Perrotta is a big fan of including at least one really pathetic, sad-sack character in each of his books and stories. Nine Inches (a collection of ten stories) is no different. Sadness, loneliness, and regret are defining characteristics of the stories’ protagonists. Although they don’t end up happy and fulfilled by objective standards, there is usually (with a couple exceptions) a happy-ish ending.
Rating: 3.5/5 📏
Alone, each of these stories is a little sad and the characters are a little depressing. But, when you read them all together, it’s a situation of the whole being greater than the sum of its parts. The characters as a group seem more pathetic, the situations more cringe-inducing. The stories are more palatable when read individually, so space them out.

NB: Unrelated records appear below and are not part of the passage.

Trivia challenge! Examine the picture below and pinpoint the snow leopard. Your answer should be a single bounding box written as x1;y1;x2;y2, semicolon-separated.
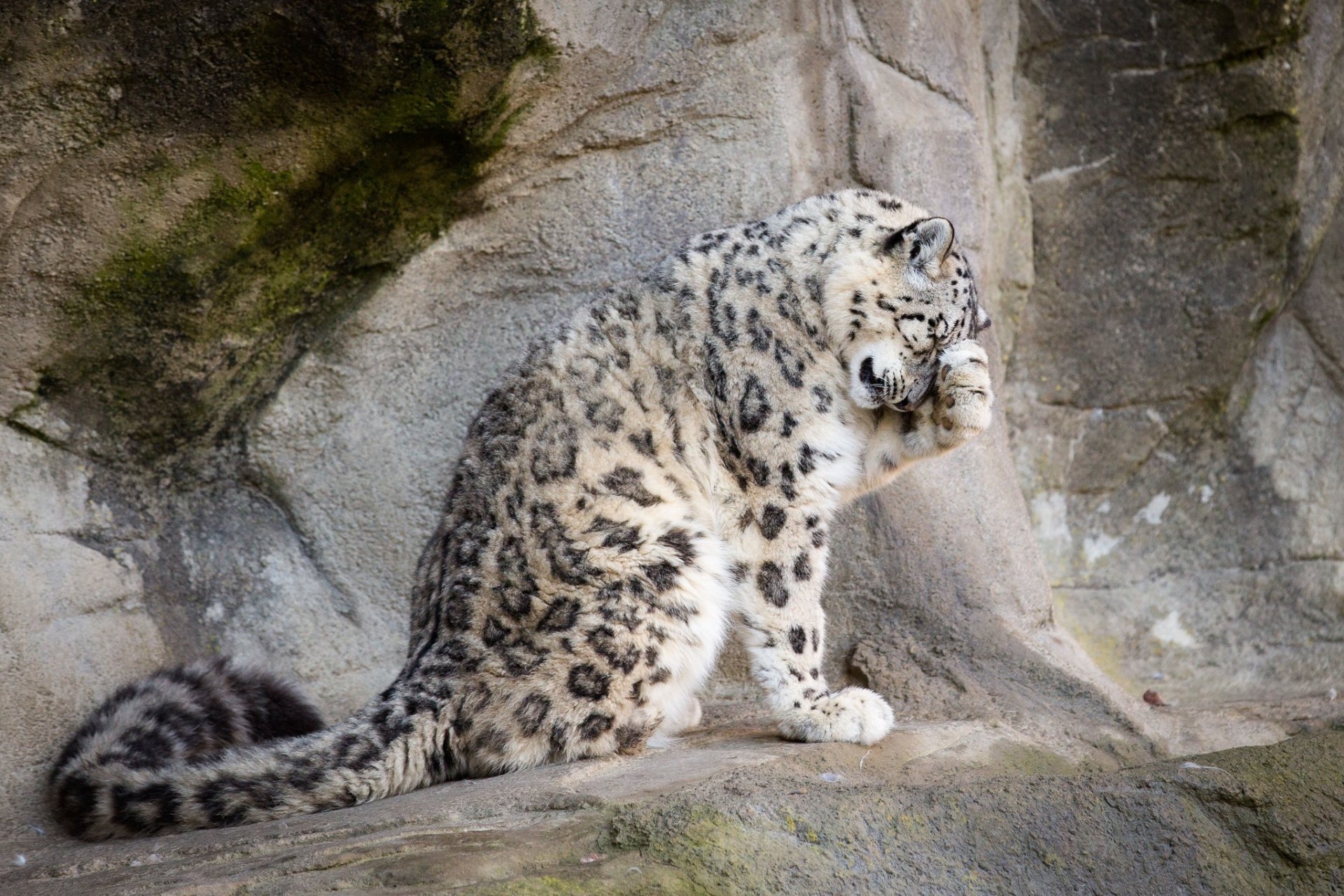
50;190;993;839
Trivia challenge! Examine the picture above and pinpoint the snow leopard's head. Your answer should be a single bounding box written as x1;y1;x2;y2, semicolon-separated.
825;214;989;411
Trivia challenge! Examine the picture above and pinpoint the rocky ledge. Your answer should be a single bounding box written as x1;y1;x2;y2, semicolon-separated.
0;710;1344;896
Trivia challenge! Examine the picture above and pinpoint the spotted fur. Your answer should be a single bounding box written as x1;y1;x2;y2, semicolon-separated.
51;191;993;838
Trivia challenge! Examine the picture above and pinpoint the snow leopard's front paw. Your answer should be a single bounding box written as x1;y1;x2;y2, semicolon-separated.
780;688;895;744
932;339;995;447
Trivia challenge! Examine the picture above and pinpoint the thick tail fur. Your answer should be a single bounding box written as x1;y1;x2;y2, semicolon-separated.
50;659;447;839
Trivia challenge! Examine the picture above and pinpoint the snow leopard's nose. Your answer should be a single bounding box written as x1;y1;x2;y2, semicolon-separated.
859;355;900;400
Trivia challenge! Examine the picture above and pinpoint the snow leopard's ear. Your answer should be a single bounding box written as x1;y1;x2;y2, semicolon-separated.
886;218;957;274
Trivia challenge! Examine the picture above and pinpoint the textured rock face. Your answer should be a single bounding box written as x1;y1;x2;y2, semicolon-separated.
1008;3;1344;701
0;0;1344;860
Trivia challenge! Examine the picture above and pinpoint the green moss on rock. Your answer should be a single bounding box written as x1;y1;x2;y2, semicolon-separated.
38;0;550;463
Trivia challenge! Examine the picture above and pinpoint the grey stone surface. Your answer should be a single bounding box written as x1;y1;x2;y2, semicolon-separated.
0;0;1344;892
0;719;1344;896
1007;3;1344;704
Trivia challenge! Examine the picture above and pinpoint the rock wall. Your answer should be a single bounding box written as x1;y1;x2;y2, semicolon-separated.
1008;1;1344;704
0;0;1344;825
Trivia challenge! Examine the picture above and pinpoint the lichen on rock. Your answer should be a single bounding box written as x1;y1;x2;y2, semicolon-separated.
18;0;548;463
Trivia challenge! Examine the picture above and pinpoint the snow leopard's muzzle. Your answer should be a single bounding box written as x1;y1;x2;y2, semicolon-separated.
849;346;938;411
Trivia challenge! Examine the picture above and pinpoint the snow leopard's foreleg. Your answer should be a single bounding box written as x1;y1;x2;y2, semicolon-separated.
741;503;892;744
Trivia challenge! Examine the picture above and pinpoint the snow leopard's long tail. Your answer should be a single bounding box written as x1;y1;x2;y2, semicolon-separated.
50;659;449;839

Here are my ratings of each story:
- “Backrub”: An all-around good student manages not to get into college. While his friends head off to Stanford and Harvard and Bowdoin and Pomona, he ends up delivering pizza. A few weeks into his new gig, he gets pulled over for speeding. This is the first time he sees Lt. Finnegan. . . but it won’t be the last. 3.5/5
- “Grade My Teacher”: A loser high-school teacher conducts a “routine self-google” and finds a post on grademyteacher.com that begins: “OMG my math teacher Vicki Wiggins is an INSANE B*#@&!” The teacher figures out who wrote the post and decides to confront the student. 3.5/5
- “The Smile on Happy Chang’s Face”: A dad, who is a clueless a-hole, umps the Little League championship game. When little Lori Chang, the star pitcher of the Town Pizza Ravens, hits a batter with an errant pitch, things begin to unravel. 4/5
- “Kiddie Pool”: Next-door neighbors who used to be great friends become enemies. After one neighbor dies, the other decides to break into the dead guy’s garage to “borrow” a compressor to inflate his granddaughters’ kiddie pool. Once he’s inside the garage, he makes an unpleasant discovery. 3/5
- “Nine Inches”: Nine inches is the length of space required between a boy and a girl during a slow song at the middle-school dance. This is a sad story about love, missed opportunities, and regret. 4/5
- “Senior Season”: A high-school football player gets a concussion and is forced to retire right before his senior year. 3/5
- “One-Four-Five”: A cautionary tale—a douchy pediatrician cheats on his wife, gets kicked out of his house, and spends the rest of his days playing blues chord-progressions at a used-guitar shop. 3/5
- “The Chosen Girl”: A lonely empty-nester wants to help a coatless little girl who is in a cult called “The Chosen.” 3.5/5
- “The Test-Taker”: A smart high-school kid has a part-time job as an SAT cheat. Normally, he takes the test for strangers in nearby towns, but, this time, he has to take the test for a kid who goes to his school. 4/5
- “The All-Night Party”: A PTA mom volunteers at her daughter’s high school’s all-night graduation party and connects with a cop who’s working the front door. 3.5/5
Who should read it: people who are feeling down and would benefit from a good, old-fashioned dose of schadenfreude.